Focus on ensuring business excellence
Ensuring business excellence and the quality of products or services requires meaningful risk management. Unfortunately, standard IT solutions can hardly help, because risks that can prevent this goal can only be identified by working together as partners in the company.
Low emotional commitment to the company and a lack of motivation among employees or "departmental thinking" harbor risks that endanger the long-term existence of companies. The result of a Gallup survey in Germany showed:
- 41 % of respondents have already considered leaving the company
- 38 % of respondents would immediately dismiss the boss
- only about 20 % confirm that they receive praise and recognition for good work and that the supervisor asks for their opinions and views and involves them in the processes.
We are not in Germany, but even in Switzerland there is a risk that management does not know the level of satisfaction of the workforce. According to Maslow, people are motivated in their entirety, not solely by the satisfaction of their basic needs. Basic needs are mostly met today, so people cannot be motivated by more pay or higher bonuses alone. Engaged employees want performance incentives from the level of Maslow's pyramid they are in. These include security, belonging to a successful group (team) or public recognition of individual achievements.
People too often only a production factor
Committed employees want to know the company's goals and the help of their superiors in order to grow successfully. Unfortunately, people are still often regarded as a production factor rather than as human resources. From my experience, I know that a lively, honest interaction within the company that gives employees room to develop their own potential is not only attractive to young people. Older employees also want to deepen their knowledge of customers and processes or take on new tasks thanks to targeted further training. If company training and further education is aligned with medium-term company goals, employees remain interesting for the company until retirement. The view of people as a production factor entails enormous risks and can impair the long-term success of the company.

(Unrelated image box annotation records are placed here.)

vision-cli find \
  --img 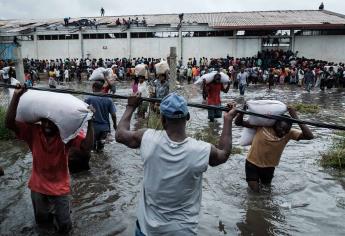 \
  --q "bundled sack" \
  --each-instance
[134,64,146,76]
[240,128,256,146]
[16,90,93,143]
[155,61,170,75]
[194,71,230,84]
[89,67,113,81]
[247,100,287,126]
[240,100,287,146]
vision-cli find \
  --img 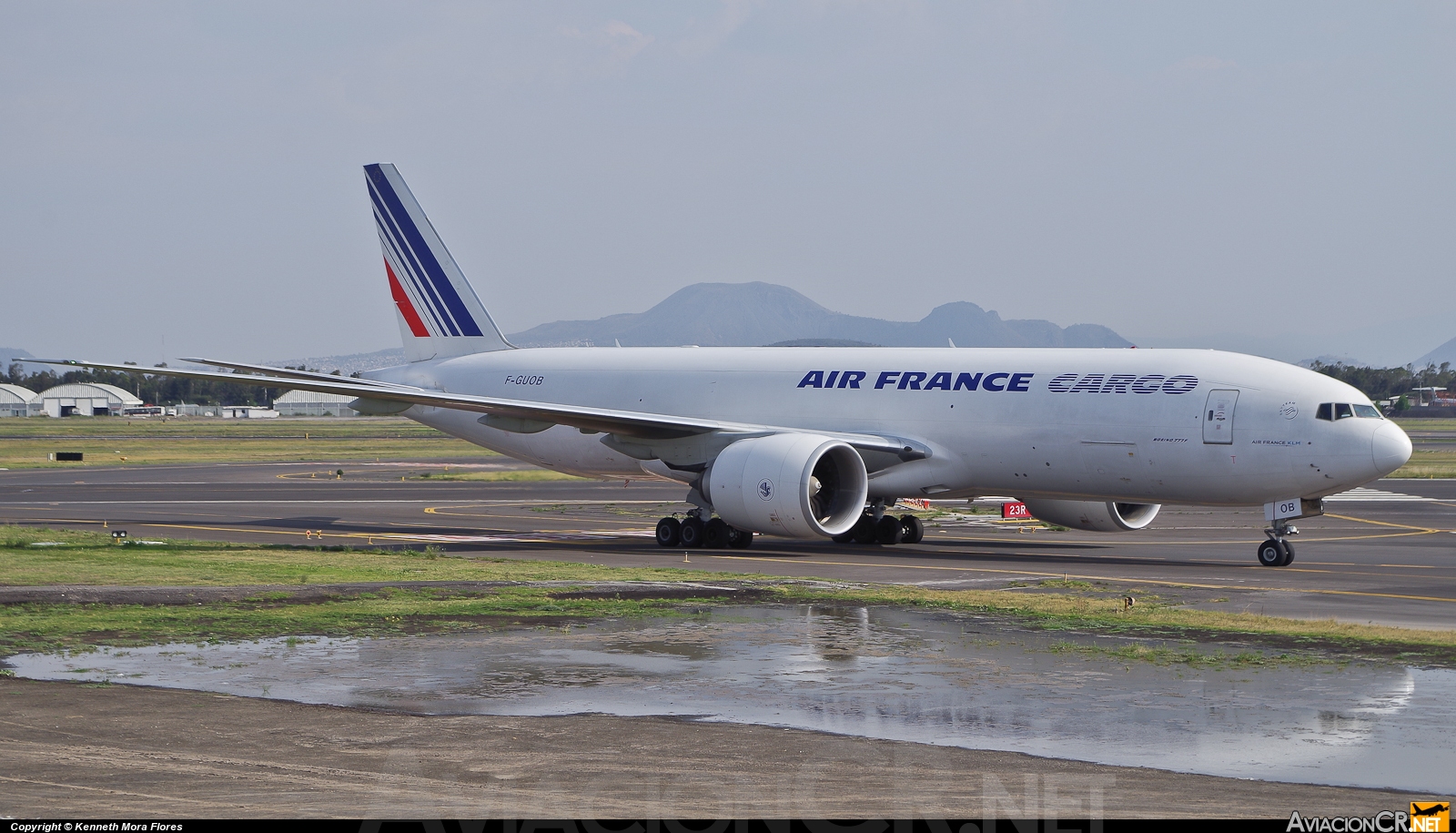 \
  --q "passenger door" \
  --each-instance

No time-consuming discussions
Management can easily identify the existing risks and initiate the necessary countermeasures, provided that the following questions are answered:
- Do all employees know the products and strengths of the company?
- Do employees and customers understand the information provided by GL?
- Are employees involved in the design of production processes?
- Do products or services meet the Q-requirements to start the next processing step without adjustment work?
- Are customers involved in the development of products?
- Does customer information serve to improve services or does it remain unused in IT systems?
- Can employees be promoted or take on other functions thanks to competencies acquired in good time?
- Is your HR department limited to managing and recruiting?
Since the abandonment of the franc peg to the euro, the social partnership between employers and employees has been sought to save the crisis. Unfortunately, depending on the ideology, additional benefits such as protection against dismissal, longer working hours, etc. are demanded from the partner. The solution cannot be found in time- and energy-consuming discussions. Rather, the risks of economic losses must be recognized and measures to minimize them must be worked out.
Cultivate genuine cooperation
True partners voluntarily give their all to achieve a common goal. For a company, this means creating structures that allow employees to apply their expertise in the assigned tasks, to expand in a planned way and to find meaning in their work. You avoid uncalculated costs for rework, frictional losses and staff turnover.
Business excellence or product quality adapted to the customer is not achieved by IT systems or ISO certificates, but by genuine cooperation between all parties involved.